### Heroes Of Pymoli Data Analysis
* Of the 1163 active players, the vast majority are male (84%). There also exists, a smaller, but notable proportion of female players (14%).

* Our peak age demographic falls between 20-24 (44.8%) with secondary groups falling between 15-19 (18.60%) and 25-29 (13.4%).  
-----

### Note
* Instructions have been included for each segment. You do not have to follow them exactly, but they are included to help you think through the steps.

In [6]:
# Dependencies and Setup
import pandas as pd
import numpy as np

# File Name to Open
file_of_interest = "purchase_data.csv"

# Read Purchasing File and store into Pandas data frame
purchase_data = pd.read_csv(file_of_interest)
purchase_data.head()

Unnamed: 0,Purchase ID,SN,Age,Gender,Item ID,Item Name,Price
0,0,Lisim78,20,Male,108,"Extraction, Quickblade Of Trembling Hands",3.53
1,1,Lisovynya38,40,Male,143,Frenzied Scimitar,1.56
2,2,Ithergue48,24,Male,92,Final Critic,4.88
3,3,Chamassasya86,24,Male,100,Blindscythe,3.27
4,4,Iskosia90,23,Male,131,Fury,1.44


## Player Count

* Display the total number of players


In [7]:
#drop duplicate SNs or people with multiple purchases
uniqueplayerlist = purchase_data["SN"].drop_duplicates()
uniqueplayercount = uniqueplayerlist.count()
uniqueplayercount




576

## Purchasing Analysis (Total)

* Run basic calculations to obtain number of unique items, average price, etc.
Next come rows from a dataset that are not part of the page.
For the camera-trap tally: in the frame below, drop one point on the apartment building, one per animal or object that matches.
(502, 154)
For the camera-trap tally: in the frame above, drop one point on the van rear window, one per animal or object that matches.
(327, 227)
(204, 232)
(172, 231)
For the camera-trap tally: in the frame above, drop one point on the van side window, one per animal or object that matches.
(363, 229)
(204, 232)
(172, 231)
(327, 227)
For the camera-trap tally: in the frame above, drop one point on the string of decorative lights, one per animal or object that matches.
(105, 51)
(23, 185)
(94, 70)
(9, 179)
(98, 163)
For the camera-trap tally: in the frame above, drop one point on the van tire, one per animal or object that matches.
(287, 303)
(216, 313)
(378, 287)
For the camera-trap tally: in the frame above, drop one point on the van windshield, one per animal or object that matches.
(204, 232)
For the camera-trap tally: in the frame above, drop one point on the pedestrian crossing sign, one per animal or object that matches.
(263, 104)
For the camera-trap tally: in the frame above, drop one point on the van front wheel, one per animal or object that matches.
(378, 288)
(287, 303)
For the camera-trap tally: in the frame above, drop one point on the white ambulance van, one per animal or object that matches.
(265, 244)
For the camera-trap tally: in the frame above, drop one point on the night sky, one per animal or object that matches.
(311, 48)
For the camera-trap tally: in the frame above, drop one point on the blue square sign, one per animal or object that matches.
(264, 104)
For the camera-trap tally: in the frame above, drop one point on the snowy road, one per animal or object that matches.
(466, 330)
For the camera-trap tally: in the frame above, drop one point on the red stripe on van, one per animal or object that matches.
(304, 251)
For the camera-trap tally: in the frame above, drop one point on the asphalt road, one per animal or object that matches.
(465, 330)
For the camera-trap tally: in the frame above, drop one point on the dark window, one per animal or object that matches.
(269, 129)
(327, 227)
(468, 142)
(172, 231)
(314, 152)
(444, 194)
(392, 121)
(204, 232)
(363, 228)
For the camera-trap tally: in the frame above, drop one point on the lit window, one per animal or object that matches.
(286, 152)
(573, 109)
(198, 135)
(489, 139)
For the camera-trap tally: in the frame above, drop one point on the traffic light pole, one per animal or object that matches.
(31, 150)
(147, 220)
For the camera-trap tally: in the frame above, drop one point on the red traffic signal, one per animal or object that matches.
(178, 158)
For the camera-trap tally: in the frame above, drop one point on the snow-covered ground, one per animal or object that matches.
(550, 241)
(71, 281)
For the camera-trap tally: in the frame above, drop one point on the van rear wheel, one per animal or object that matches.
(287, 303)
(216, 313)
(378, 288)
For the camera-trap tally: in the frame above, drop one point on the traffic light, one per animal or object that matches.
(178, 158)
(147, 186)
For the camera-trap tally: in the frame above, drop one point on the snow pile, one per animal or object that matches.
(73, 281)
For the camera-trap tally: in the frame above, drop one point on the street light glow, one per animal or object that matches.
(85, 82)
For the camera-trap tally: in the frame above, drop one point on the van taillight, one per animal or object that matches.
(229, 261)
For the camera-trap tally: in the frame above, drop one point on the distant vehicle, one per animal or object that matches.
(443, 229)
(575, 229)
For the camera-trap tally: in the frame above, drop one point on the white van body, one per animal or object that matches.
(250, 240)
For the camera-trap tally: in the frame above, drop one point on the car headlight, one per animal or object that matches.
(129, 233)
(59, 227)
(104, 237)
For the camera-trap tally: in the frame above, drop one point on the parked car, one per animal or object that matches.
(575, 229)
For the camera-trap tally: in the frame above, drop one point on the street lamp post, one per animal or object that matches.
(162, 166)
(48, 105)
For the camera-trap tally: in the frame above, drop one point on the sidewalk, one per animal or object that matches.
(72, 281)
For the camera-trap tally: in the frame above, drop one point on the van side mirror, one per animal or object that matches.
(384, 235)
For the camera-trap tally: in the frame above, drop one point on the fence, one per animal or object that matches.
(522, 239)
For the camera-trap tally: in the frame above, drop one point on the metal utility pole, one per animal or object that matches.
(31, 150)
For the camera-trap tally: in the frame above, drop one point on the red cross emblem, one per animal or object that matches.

* Create a summary data frame to hold the results


* Optional: give the displayed data cleaner formatting


* Display the summary data frame


In [8]:
#drop duplicate 'Item IDs' that have multiple purchases associated with them, and then count unique items
uniqueitemlist = purchase_data["Item ID"].drop_duplicates()
uniqueitemcount = uniqueitemlist.count()
# Calculate the total amount associated with item purchases 
totalrevenue = purchase_data["Price"].sum()
#Calculate the total number of item purchases
totalnumberofpurchases = (purchase_data["Price"]).count()
#Calculate the average price associated with a unique item
avgprice = round(totalrevenue/ totalnumberofpurchases,2)
# Place all of the data found into a summary DataFrame
purchasing_analysis = pd.DataFrame({"Total unique items purchased": uniqueitemcount,
                              "Average Purchase Price ": avgprice,
                              "Total Purchases": [totalnumberofpurchases],
                              "Total Revenue": [totalrevenue]})
purchasing_analysis





Unnamed: 0,Total unique items purchased,Average Purchase Price,Total Purchases,Total Revenue
0,183,3.05,780,2379.77


## Gender Demographics

* Percentage and Count of Male Players


* Percentage and Count of Female Players


* Percentage and Count of Other / Non-Disclosed




In [9]:
#calculate gender totals without the duplicates using uniqueplayerlist from above
# "purchase_data.drop_duplicates(subset="SN")" only keeps unique values in "SN" column and keeps rest of the purchase_data available 
uniquemalecounts = purchase_data.drop_duplicates(subset="SN")["Gender"].value_counts()["Male"]
uniquefemalecounts = purchase_data.drop_duplicates(subset="SN")["Gender"].value_counts()["Female"]
uniqueothercounts = purchase_data.drop_duplicates(subset="SN")["Gender"].value_counts()["Other / Non-Disclosed"]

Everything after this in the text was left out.